La notion de correction linguistique est fondée sur des critères arbitraires et surtout élitistes. Des travaux, dont ceux de Didier de Robillard (« Le concept d’insécurité linguistique : à la recherche d’un mode d’emploi », in : Bavoux, C. Français régionaux et insécurité linguistique, Paris: Éd. L’Harmattan/Université de la Réunion, 1996, p. 55-76) et de Pierre Davy. Étude sociolinguistique du phénomène d’hyper-correction dans le français parlé de Guadeloupe. Thèse de doctorat, université de Tours, 1977), tous les deux cités dans cet ouvrage, l’ont démontré.

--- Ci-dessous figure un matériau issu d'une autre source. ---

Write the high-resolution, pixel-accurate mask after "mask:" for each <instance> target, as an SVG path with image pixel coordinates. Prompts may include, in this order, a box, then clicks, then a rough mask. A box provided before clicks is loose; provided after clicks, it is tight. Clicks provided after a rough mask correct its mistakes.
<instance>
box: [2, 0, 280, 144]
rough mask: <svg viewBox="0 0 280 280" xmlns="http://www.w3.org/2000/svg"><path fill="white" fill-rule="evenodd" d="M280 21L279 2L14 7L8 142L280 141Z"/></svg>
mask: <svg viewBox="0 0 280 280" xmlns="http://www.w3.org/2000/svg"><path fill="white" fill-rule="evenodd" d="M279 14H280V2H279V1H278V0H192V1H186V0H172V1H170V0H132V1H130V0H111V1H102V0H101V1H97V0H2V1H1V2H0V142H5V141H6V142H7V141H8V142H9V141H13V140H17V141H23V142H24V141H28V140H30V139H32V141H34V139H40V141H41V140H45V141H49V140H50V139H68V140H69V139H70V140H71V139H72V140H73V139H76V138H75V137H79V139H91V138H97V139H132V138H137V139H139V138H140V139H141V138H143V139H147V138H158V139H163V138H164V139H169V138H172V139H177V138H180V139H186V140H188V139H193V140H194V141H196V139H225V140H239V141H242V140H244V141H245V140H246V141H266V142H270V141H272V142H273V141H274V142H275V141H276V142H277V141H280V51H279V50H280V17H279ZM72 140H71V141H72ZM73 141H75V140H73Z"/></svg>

L’école joue donc un rôle particulier dans le développement d’un modèle linguistique fantasmé et totalement coupé des pratiques linguistiques quotidiennes des élèves qui peuvent opposer une violence verbale à cette violence symbolique que l’institution exerce sur eux (elles). Par conséquent, le prétendu projet d’intégration par l’école trouve ses limites dans ce choix d’une langue hégémonique qui met d’emblée l’élève en situation d’échec. Le sentiment d’échec vient sans doute par l’intégration du schéma d’infériorisation lié à la promotion de cette norme linguistique comme juste et légitime. Pourtant, les pratiques linguistiques hétérogènes ne se limitent pas à des pratiques marginales et restreintes. Bien au contraire. Mais il reste une forme d’ambiguïté chez ceux-là mêmes qui prétendent parfois lutter contre la standardisation et qui ne font que reproduire le même modèle normatif. Enfin, en attendant qu’on établisse le plurilinguisme et le contact des langues comme un état de fait et que disparaisse cette idée saugrenue sur laquelle se fonde la glottophobie et qui consiste à croire que les langues pourraient coexister sans se mélanger, l’auteur en appelle à un monde humaniste où l’on adapterait les langues aux besoins plutôt que d’adapter les humains à une langue.